- Occupations: Film, television actor

= Tadao Tomomatsu =

American actor

Tadao Tomomatsu is an actor, instructor, and science fiction personality living in the Los Angeles, California area.

==Career==
Tadao has appeared in Diagnosis: Murder, The Tracey Ullman Show, the films Inspector Gadget and Godzilla, and many others.

In 2006, Tadao appeared on Heroes in the episode "Don't Look Back", where he played Detective Furokawa, a Japanese-American police officer who translated for Hiro Nakamura.

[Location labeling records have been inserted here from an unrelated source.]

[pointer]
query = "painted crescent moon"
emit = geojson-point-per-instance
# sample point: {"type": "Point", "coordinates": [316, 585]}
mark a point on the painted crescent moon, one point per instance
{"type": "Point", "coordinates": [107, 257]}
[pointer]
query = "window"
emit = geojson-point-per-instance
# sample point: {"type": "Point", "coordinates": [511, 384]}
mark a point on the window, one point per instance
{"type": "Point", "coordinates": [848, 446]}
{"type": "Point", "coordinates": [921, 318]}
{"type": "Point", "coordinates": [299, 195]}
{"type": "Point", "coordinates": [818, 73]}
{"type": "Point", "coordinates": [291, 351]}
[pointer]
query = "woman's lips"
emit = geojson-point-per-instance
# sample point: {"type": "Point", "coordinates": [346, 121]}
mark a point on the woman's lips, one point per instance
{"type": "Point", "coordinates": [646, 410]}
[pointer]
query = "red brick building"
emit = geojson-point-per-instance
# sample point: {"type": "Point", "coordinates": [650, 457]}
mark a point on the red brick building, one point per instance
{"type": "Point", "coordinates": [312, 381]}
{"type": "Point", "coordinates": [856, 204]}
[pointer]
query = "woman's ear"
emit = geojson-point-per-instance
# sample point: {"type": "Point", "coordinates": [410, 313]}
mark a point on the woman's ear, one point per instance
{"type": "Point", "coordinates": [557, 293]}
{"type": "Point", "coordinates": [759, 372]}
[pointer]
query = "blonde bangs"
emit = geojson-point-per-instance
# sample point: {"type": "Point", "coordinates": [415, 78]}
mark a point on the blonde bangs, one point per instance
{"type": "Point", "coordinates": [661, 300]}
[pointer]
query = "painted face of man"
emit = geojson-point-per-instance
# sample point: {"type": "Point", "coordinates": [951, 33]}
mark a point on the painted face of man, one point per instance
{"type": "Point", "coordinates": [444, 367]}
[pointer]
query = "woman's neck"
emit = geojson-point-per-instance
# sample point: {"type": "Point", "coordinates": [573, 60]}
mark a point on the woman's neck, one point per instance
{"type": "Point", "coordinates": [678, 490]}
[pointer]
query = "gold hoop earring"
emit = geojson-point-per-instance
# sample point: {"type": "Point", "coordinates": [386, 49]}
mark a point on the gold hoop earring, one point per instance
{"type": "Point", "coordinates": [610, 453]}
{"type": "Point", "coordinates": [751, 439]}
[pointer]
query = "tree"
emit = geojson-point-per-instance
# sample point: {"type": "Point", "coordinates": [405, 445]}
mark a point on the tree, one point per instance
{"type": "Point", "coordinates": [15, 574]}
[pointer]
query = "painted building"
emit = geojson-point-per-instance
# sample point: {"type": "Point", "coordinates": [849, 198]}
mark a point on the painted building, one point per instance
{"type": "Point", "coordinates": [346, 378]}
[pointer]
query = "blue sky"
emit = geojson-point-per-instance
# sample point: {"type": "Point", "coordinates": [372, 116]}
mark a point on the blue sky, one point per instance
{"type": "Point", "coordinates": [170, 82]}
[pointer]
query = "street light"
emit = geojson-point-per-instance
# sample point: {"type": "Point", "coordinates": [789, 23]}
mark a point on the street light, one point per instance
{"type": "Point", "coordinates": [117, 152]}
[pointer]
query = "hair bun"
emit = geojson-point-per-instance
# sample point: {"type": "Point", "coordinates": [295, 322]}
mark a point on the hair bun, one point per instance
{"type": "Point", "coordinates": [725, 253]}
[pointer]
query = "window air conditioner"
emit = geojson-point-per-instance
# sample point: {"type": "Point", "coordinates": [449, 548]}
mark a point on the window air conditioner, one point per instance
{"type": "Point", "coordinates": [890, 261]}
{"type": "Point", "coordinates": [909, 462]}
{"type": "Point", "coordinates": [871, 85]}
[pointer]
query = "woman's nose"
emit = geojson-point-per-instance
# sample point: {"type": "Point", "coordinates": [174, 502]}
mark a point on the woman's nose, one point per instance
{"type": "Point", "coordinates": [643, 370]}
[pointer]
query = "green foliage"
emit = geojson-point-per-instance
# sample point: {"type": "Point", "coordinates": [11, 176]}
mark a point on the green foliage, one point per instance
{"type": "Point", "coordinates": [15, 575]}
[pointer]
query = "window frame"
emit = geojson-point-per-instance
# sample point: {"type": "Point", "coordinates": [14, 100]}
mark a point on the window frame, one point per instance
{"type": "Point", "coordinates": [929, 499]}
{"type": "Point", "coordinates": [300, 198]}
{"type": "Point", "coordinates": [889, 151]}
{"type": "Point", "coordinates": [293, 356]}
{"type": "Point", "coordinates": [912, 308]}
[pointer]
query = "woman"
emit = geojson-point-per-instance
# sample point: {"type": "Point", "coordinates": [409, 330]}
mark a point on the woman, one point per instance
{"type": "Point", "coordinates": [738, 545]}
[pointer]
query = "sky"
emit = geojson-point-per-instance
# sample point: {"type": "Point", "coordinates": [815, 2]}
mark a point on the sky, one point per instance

His biggest role to date was as "Mr. Shake Hands Man 2" on the show Banzai. He replaced the original Mr. Shake Hands Man, as he had become too well known.

==Science fiction==
When Tadao is not working as an actor, he is actively involved in science fiction fandom. Tadao can regularly be found at the Los Angeles Science Fantasy Society clubhouse in North Hollywood during meetings and/or events. He is also regularly a staff member at many fan-run conventions, including Loscon, Gallifrey One, Anime Los Angeles, DemiCon, plus many Worldcons and Westercons. He was the Toastmaster at BayCon 2010. and Fan Guest of Honor in 2011 at Kansas City's ConQuesT 42. He served as Toastmaster as ConQuesT 45 in 2014.